Chrétien de Troyes played a primary role in the formation of Arthurian romance and is influential up until the latest romances. Erec et Enide features many of the common elements of Arthurian romance, such as Arthurian characters, the knightly quest, and women or love as a catalyst to action. While it is not the first story to use conventions of the Arthurian characters and setting, Chrétien de Troyes is credited with the invention of the Arthurian romance genre by establishing expectation with his contemporary audience based on its prior knowledge of the subjects. Enide is notable in Chrétien's work for being the only woman to be named in the title.

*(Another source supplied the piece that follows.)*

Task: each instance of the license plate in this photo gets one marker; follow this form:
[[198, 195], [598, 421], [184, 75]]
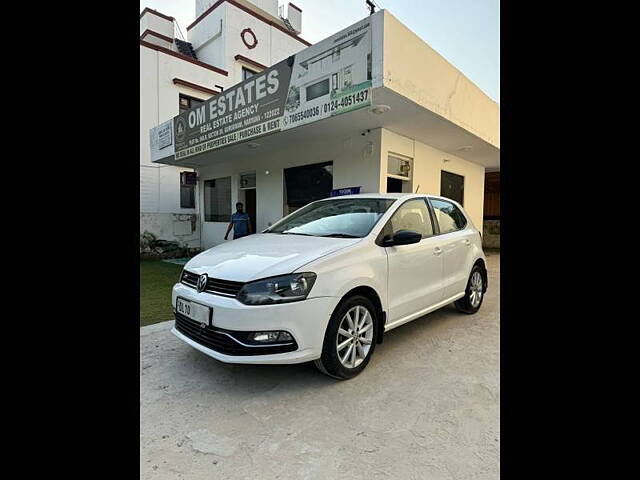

Popular in its own day, the poem was translated into several other languages, notably German in Hartmann von Aue's Erec and Welsh in Geraint and Enid, one of the Three Welsh Romances included in the Mabinogion. Many authors explicitly acknowledge their debt to Chrétien, while others, such as the author of Hunbaut, betray their influence by suspiciously emphatic assurance that they are not plagiarizing. However, these tales are not always precisely true to Chrétien's original poem, such as in Geraint and Enid, in which Geraint (unlike Erec) suspects Enid of infidelity.

==Manuscripts and editions==
Erec and Enide has come down to the present day in seven manuscripts and various fragments. The poem comprises 6,878 octosyllables in rhymed couplets. A prose version was made in the 15th century. The first modern edition dates from 1856 by August Immanuel Bekker, followed by an edition in 1890 by Wendelin Foerster.

==Literary forebears==
Wittig has compared aspects of the story to that of Dido, Queen of Carthage and Aeneas in Virgil's Aeneid. Enide does not lose her lover or commit suicide but many connections can be shown between Erec's gradual maturing process throughout the story and Aeneas's similar progress.